You are not using the batched computation.
negative_sampling is probing a list which is also slow for huge lists.

line_profiler is pointing you to where the issues are.

Adoni · June 27, 2017, 1:32am

Thanks for your reply, I have updated my code by using batch. The speed of forward() and backward() become faster. However, the speed of optimizer.step() is still slow.

Adoni · June 28, 2017, 3:25pm

Hi guys, I have solved this problem. It’s caused by the using of param momentum, which will cause the dense update of the optimizer (SGD), instead of the sparse update.

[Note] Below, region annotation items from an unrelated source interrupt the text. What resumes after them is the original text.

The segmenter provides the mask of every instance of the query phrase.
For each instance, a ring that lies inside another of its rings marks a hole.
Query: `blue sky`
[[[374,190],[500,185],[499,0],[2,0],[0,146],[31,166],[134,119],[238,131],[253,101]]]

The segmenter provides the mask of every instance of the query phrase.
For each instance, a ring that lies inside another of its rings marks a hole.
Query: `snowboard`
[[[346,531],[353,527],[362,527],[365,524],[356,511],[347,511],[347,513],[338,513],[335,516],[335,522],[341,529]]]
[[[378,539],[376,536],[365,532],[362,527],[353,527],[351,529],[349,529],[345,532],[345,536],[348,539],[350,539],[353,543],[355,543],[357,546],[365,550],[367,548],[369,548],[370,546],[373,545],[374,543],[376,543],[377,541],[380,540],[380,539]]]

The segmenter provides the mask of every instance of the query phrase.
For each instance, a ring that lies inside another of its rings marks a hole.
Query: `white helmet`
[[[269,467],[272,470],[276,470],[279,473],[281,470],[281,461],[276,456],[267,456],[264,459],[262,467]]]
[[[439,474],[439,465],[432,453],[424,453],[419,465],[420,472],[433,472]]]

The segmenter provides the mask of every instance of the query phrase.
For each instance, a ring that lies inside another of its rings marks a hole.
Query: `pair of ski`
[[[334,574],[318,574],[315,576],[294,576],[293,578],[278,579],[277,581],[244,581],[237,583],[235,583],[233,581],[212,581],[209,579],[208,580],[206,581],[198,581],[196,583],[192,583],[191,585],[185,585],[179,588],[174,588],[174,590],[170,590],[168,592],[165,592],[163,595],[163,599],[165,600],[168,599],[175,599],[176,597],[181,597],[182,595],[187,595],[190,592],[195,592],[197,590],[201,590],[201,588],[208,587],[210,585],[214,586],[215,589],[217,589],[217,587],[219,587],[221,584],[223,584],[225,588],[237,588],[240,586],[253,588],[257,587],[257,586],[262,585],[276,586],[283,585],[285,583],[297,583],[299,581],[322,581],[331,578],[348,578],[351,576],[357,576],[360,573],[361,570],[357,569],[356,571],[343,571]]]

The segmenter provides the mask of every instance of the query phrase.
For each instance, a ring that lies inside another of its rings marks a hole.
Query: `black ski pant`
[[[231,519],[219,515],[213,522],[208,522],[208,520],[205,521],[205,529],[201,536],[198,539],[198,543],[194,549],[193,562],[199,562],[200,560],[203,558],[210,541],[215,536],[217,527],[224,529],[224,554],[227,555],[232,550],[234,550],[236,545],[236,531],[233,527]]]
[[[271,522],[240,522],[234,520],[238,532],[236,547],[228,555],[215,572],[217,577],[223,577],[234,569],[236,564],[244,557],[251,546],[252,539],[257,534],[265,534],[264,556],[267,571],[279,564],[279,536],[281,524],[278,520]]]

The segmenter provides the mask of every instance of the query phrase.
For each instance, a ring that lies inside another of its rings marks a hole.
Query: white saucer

lanting · October 24, 2017, 3:06am

Hi, Adoni.
I tested your code. I find the speed can be further improved (improved nearly 10 times). I wrote a new version based on your code and post the code in github https://github.com/fanglanting/skip-gram-pytorch. Any suggestion is welcomed.

Adoni · November 8, 2017, 5:05am

Hi,

Thanks so much for your code. I’m sorry that I didn’t check my account and reply so late. Could you tell me which kind of technology you use to accelerate it? Because I find I have to pay more time to understand your code.

Good luck.
Xiaofei

Adoni · November 8, 2017, 5:15am

Hi,
I find the most important difference may be:

pos_u, pos_v, neg_v = self.op.generate_batch(self.windows_size, self.batch_size, self.neg_sample_num)

and

neg_score = torch.bmm(neg_embed_v, embed_u.unsqueeze(2)).squeeze()

right?

Adoni · November 8, 2017, 5:43am

Hi lanting,
I figured it out and yes it accelerates the running speed. But I only get the 2X acceleration. I will do more to make it faster.
Thanks a lot!

lanting · November 9, 2017, 6:11am

Hi, Adoni,
The most important difference is
neg_v = np.random.choice(self.sample_table, size=(batch_size2window_size,count))
and
neg_score = torch.bmm(neg_embed_v, embed_u.unsqueeze(2)).squeeze()
Sampling all negative samples at once is much faster than sampling negative samples one by one. Meanwhile, torch.bmm() accelerates the running speed compared with torch.mul().

Adoni · November 9, 2017, 4:07pm

Thanks!
But I think why torch.bmm() is faster than torch.mul() is that we save the time of lookup embedding of neg_v. Because before I find the bottleneck is the lookup operation.